Holmes Report Blog

The Holmes Report blog focuses on news and issues of interest to public relations professionals. Our main site can be found at www.holmesreport.com.

Monday, March 06, 2006

The Times Sees a Conspiracy (Maybe): I suspect it is by now well known that I am no fan of Wal-Mart. So when I got an e-mail from a reader about an article New York Times reporter Michael Barbaro is working on about Wal-Mart’s outreach to the (largely conservative) blogosphere, I so wanted to find something outrageous, unethical, or even mildly deceptive about the company’s activities.

Sadly, I just don’t see what the story is.

Blogcritics.org reports, with its tongue firmly planted in its tongue, about Barbaro’s line of questioning, which “seems to have been aggressive and penetrating—as if he was searching for a sign that Wal Mart was planting stories he himself should have been honoured with.”

Barbaro appears to have noticed several stories popping up simultaneously on conservative blogs around the country, and concluded that the stories were the result of some sort of insidious campaign by Wal-Mart and its public relations agency, Edelman.

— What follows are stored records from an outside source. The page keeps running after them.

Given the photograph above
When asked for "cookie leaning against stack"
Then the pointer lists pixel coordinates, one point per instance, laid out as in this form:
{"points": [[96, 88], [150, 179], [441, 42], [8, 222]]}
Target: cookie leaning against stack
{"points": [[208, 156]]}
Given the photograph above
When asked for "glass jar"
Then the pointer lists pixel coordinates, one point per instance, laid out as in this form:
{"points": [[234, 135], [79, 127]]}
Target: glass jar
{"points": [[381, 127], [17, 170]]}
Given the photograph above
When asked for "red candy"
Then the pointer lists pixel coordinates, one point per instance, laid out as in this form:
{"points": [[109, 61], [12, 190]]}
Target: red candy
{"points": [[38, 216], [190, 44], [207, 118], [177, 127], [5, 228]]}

Of course, stories about Wal-Mart pop up simultaneously in the mainstream media all the time, usually as a result of an insiduous practice called the “press release.” Will Barbaro be investigating this next?

John McAdams, author of the Marquette Warrior blog, provides a pretty comprehensive list of mailings he received from Edelmen, along with details of what he used and when and why. Once again, the only real difference between the bloggers’ reporting and that of the mainstream media is that the bloggers appear to be more transparent in terms of their sources.

I’m note sure why Barbaro thinks there’s something strange or wrong or newsworthy about a company reaching out to the media. As far as I can see, Wal-Mart is doing two smart things: first, it’s recognizing the influence of the blogosphere; and second, it’s building a relationship with potential allies and advocates. That’s just basic public relations 101, isn’t it?

What’s really interesting, however, is the fact that Barbaro’s story is getting so much attention on the web before publication. That’s an indication of how much the game has changed. The fact that Barbaro is even reporting this story is viewed as news by the blogosphere, and has given rise to some interesting speculation about his story. It may even change the way the story comes out, or—if Barbaro realizes he’s on to precisely nothing—stop it coming out all together.

Will companies learn from this, and pre-empt investigative stories by blogging about the reporter's questions? Maybe not, since most companies want to maintain friendly relations, even with hostile media. But it's a useful weapon to have in the PR arsenal.